Which brings us back to what all of this means. CICS didn’t plan to make bad schools or partner with bad school managers. And, faced with bad schools and bad school managers they’re doing what they can to make things better for children—getting those managers out of the way.
But CICS can’t part with the people leading 10 of its schools without acknowledging that somewhere along the way their plans went seriously off the rails.
How did we get into this situation? Why did we empower reformers to open campuses so quickly and expand so haphazardly? What went wrong in the planning everyone green-lighted that has us now acknowledging our reform schools, like the neighborhood schools they’re meant to replace, fail to give children the education they deserve?
None of this is unique to CICS and Edison.

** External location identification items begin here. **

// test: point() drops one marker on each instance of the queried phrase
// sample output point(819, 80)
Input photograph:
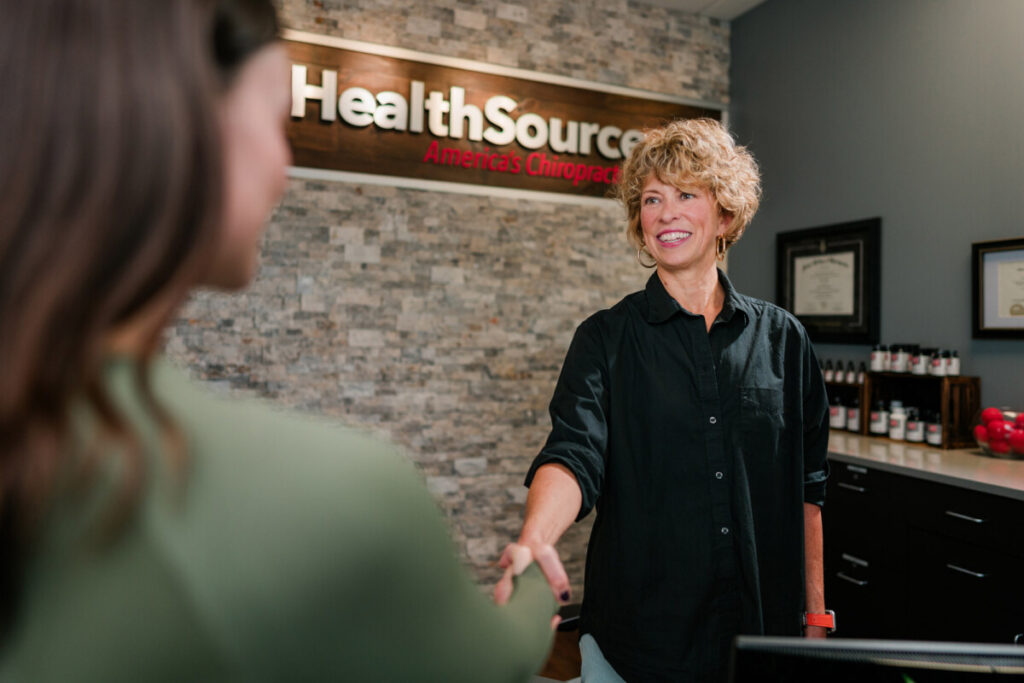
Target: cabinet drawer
point(963, 592)
point(982, 519)
point(858, 491)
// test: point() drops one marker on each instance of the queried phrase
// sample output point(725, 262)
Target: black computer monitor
point(770, 659)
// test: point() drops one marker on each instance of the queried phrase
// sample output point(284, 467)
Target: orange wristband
point(827, 620)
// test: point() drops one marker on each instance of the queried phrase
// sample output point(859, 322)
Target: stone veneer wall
point(440, 321)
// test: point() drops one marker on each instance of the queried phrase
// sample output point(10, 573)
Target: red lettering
point(450, 157)
point(537, 156)
point(431, 155)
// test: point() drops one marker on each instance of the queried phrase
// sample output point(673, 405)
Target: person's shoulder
point(767, 311)
point(626, 308)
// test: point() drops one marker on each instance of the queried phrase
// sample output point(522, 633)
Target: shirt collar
point(660, 305)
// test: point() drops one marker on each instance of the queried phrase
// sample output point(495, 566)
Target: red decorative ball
point(998, 430)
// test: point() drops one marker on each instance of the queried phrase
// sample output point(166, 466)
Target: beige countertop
point(966, 468)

Last week ASPIRA, which manages 4 Chicago charter schools, fired its CEO: http://bit.ly/GWVHuD.
Last year KIPP Chicago backed out of Gary, Indiana a year after opening a new high school there.
What does it say about our confidence in the schools we’re building, promoting and celebrating that we’re firing CEOs and kicking out the organizations actually running the schools?
If CICS and Edison were so unhappy with each other why did they open 3 schools in the past 36 months, persuading 1,000 families to entrust CICS-Edison with their children’s futures?
It’s not just school leadership where this is a problem. It’s district leadership, too. In 5 years we’ve had Arne Duncan, Ron Huberman, Terry Mazany and now Jean-Claude Brizard at the top of CPS. To imagine the destructiveness of so much district-level regime change, take the confusion, anger and wasted time caused by these school-level transformations and amplify that hundreds fold.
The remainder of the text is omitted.